Re: [PATCH] the dm-loop target

Dave Chinner <david@xxxxxxxxxxxxx> · Tue, 18 Mar 2025 15:27:48 +1100

On Thu, Mar 13, 2025 at 05:36:53PM +0100, Mikulas Patocka wrote:
> On Wed, 12 Mar 2025, Ming Lei wrote:
> 
> > > > It isn't perfect, sometime it may be slower than running on io-wq
> > > > directly.
> > > > 
> > > > But is there any better way for covering everything?
> > > 
> > > Yes - fix the loop queue workers.
> > 
> > What you suggested is threaded aio by submitting IO concurrently from
> > different task context, this way is not the most efficient one, otherwise
> > modern language won't invent async/.await.
> > 
> > In my test VM, by running Mikulas's fio script on loop/nvme by the attached
> > threaded_aio patch:
> > 
> > NOWAIT with MQ 4		:   70K iops(read), 70K iops(write), cpu util: 40%
> > threaded_aio with MQ 4	:	64k iops(read), 64K iops(write), cpu util: 52% 
> > in tree loop(SQ)		:   58K	iops(read), 58K iops(write)	
> > 
> > Mikulas, please feel free to run your tests with threaded_aio:
> > 
> > 	modprobe loop nr_hw_queues=4 threaded_aio=1
> > 
> > by applying the attached the patch over the loop patchset.
> > 
> > The performance gap could be more obvious in fast hardware.
> 
> With "threaded_aio=1":
> 
> Sync io
> fio --direct=1 --bs=4k --runtime=10 --time_based --numjobs=12 --ioengine=psync --iodepth=1 --group_reporting=1 --filename=/mnt/test2/l -name=job --rw=rw
> xfs/loop/xfs
>    READ: bw=300MiB/s (315MB/s), 300MiB/s-300MiB/s (315MB/s-315MB/s), io=3001MiB (3147MB), run=10001-10001msec
>   WRITE: bw=300MiB/s (315MB/s), 300MiB/s-300MiB/s (315MB/s-315MB/s), io=3004MiB (3149MB), run=10001-10001msec
> 
> Async io
> fio --direct=1 --bs=4k --runtime=10 --time_based --numjobs=12 --ioengine=libaio --iodepth=16 --group_reporting=1 --filename=/mnt/test2/l -name=job --rw=rw
> xfs/loop/xfs
>    READ: bw=869MiB/s (911MB/s), 869MiB/s-869MiB/s (911MB/s-911MB/s), io=8694MiB (9116MB), run=10002-10002msec
>   WRITE: bw=870MiB/s (913MB/s), 870MiB/s-870MiB/s (913MB/s-913MB/s), io=8706MiB (9129MB), run=10002-10002msec

The original numbers for the xfs/loop/xfs performance were 220MiB/s
(sync) and 276MiB/s (async), so this is actually a very big step
forward compared to the existing code.

Yes, it's not quite as fast as the NOWAIT case for pure overwrites -
348MB/s (sync) and 1186MB/s (async), but we predicted (and expected)
that this would be the case.

However, this is still testing the static file, pure overwrite case
only, so there is never any IO that blocks during submission. When
IO will block (because there are allocating writes in progress)
performance in the NOWAIT case will trend back towards the original
performance levels because the single loop queue blocking submission
will still be the limiting factor for all IO that needs to block.

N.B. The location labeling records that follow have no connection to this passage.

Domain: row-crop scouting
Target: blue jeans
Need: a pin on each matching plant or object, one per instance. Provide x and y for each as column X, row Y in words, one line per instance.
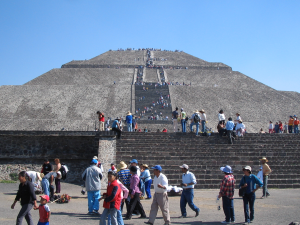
column 46, row 186
column 203, row 125
column 296, row 129
column 93, row 200
column 197, row 127
column 249, row 199
column 183, row 125
column 187, row 196
column 113, row 215
column 228, row 209
column 129, row 127
column 265, row 186
column 119, row 218
column 147, row 187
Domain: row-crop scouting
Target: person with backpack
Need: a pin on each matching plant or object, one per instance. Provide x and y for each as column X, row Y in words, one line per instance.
column 135, row 195
column 183, row 120
column 195, row 120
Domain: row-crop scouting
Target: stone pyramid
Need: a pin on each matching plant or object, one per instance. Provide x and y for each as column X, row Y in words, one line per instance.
column 68, row 97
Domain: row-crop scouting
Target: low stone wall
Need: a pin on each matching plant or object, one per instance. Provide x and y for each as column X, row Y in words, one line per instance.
column 25, row 150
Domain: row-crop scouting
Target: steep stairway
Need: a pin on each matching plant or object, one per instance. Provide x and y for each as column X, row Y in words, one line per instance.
column 205, row 155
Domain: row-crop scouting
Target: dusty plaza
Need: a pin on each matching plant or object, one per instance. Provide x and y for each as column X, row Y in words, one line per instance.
column 281, row 208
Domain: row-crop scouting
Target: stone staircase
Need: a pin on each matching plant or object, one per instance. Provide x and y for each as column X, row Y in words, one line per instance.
column 205, row 155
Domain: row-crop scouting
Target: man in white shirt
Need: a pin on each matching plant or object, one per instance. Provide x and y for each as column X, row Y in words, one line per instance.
column 187, row 196
column 160, row 198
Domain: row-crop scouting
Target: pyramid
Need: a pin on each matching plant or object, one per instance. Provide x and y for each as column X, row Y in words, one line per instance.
column 68, row 97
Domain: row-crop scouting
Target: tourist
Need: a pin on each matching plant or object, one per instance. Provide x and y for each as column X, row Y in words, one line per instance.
column 266, row 171
column 47, row 167
column 135, row 194
column 271, row 127
column 47, row 181
column 134, row 162
column 44, row 211
column 221, row 116
column 187, row 196
column 240, row 128
column 56, row 168
column 92, row 177
column 291, row 124
column 229, row 130
column 227, row 192
column 276, row 128
column 28, row 199
column 221, row 129
column 99, row 164
column 251, row 183
column 124, row 176
column 129, row 121
column 145, row 176
column 174, row 119
column 112, row 200
column 183, row 121
column 195, row 120
column 203, row 120
column 296, row 125
column 160, row 198
column 116, row 127
column 101, row 120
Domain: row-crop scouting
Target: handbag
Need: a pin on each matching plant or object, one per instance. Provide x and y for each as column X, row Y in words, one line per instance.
column 242, row 191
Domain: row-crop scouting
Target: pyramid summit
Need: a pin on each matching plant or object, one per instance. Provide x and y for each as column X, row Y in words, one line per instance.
column 68, row 97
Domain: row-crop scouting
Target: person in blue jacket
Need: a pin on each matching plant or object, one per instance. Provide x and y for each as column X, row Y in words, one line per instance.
column 251, row 183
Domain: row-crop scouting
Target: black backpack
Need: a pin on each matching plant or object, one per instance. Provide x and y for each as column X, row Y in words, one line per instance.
column 64, row 170
column 196, row 118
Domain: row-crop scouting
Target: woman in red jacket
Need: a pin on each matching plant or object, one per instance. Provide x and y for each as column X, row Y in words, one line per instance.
column 112, row 199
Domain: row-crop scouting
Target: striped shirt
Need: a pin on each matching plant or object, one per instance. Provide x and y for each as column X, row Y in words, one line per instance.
column 124, row 177
column 227, row 186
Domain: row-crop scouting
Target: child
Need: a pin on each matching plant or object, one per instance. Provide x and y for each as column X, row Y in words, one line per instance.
column 44, row 211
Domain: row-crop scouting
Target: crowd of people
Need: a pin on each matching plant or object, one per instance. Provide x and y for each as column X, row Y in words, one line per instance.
column 129, row 184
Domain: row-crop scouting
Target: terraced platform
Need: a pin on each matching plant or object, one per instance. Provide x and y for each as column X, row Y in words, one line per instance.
column 205, row 155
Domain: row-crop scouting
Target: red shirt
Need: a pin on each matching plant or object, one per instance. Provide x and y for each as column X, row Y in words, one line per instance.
column 227, row 186
column 44, row 213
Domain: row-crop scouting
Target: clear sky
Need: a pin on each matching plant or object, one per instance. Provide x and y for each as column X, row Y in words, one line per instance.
column 257, row 38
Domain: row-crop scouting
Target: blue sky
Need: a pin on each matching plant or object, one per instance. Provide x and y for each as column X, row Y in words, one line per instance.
column 257, row 38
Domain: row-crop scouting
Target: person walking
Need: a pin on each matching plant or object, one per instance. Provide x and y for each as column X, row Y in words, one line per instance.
column 266, row 171
column 227, row 192
column 112, row 200
column 195, row 120
column 135, row 195
column 28, row 199
column 183, row 121
column 187, row 196
column 92, row 177
column 174, row 119
column 229, row 130
column 203, row 120
column 129, row 121
column 251, row 183
column 160, row 198
column 116, row 127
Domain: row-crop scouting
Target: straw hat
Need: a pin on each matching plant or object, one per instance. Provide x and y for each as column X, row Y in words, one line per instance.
column 145, row 165
column 122, row 165
column 264, row 159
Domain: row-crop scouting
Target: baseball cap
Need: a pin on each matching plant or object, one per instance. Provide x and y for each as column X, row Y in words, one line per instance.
column 247, row 168
column 157, row 167
column 46, row 197
column 94, row 161
column 184, row 166
column 133, row 161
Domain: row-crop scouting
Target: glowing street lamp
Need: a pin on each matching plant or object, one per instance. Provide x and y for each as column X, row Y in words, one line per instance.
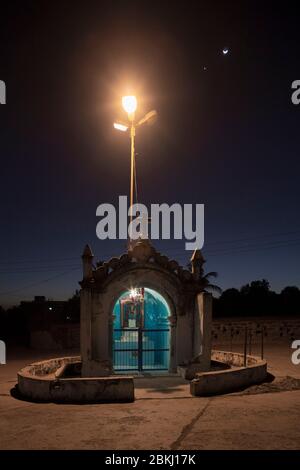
column 129, row 104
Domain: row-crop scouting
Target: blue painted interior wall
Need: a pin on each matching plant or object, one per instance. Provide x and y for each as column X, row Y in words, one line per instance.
column 156, row 313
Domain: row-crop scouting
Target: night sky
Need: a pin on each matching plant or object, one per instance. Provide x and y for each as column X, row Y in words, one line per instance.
column 227, row 134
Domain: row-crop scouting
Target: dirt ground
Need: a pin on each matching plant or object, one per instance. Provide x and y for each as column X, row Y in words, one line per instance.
column 163, row 416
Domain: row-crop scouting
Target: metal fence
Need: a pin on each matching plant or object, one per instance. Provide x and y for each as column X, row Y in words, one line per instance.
column 141, row 349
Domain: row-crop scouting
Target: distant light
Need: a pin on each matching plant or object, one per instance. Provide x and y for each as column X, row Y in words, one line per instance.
column 133, row 293
column 129, row 104
column 120, row 127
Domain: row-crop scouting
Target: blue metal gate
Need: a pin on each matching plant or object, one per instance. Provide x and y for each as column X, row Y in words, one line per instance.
column 141, row 349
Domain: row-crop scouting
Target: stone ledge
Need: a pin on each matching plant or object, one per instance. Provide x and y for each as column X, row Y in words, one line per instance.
column 230, row 380
column 47, row 387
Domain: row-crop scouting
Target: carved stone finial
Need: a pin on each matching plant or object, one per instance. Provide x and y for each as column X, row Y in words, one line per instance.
column 197, row 262
column 87, row 264
column 141, row 251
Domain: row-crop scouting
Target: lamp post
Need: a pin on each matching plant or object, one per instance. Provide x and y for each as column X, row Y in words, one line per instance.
column 129, row 104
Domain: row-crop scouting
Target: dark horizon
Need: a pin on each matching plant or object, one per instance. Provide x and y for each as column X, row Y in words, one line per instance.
column 226, row 136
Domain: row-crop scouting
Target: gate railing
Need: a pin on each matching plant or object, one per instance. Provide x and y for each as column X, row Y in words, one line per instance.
column 141, row 349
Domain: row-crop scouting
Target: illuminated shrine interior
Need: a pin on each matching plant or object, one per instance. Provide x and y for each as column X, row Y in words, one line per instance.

IOWs, these results show that to get decent, consistent performance
out of the loop device we need threaded blocking submission so users
do not have to care about optimising individual loop device
instances for the layout of their image files.

Yes, NOWAIT may then add an incremental performance improvement on
top for optimal layout cases, but I'm still not yet convinced that
it is a generally applicable loop device optimisation that everyone
wants to always enable due to the potential for 100% NOWAIT
submission failure on any given loop device.....

-Dave.
-- 
Dave Chinner
david@xxxxxxxxxxxxx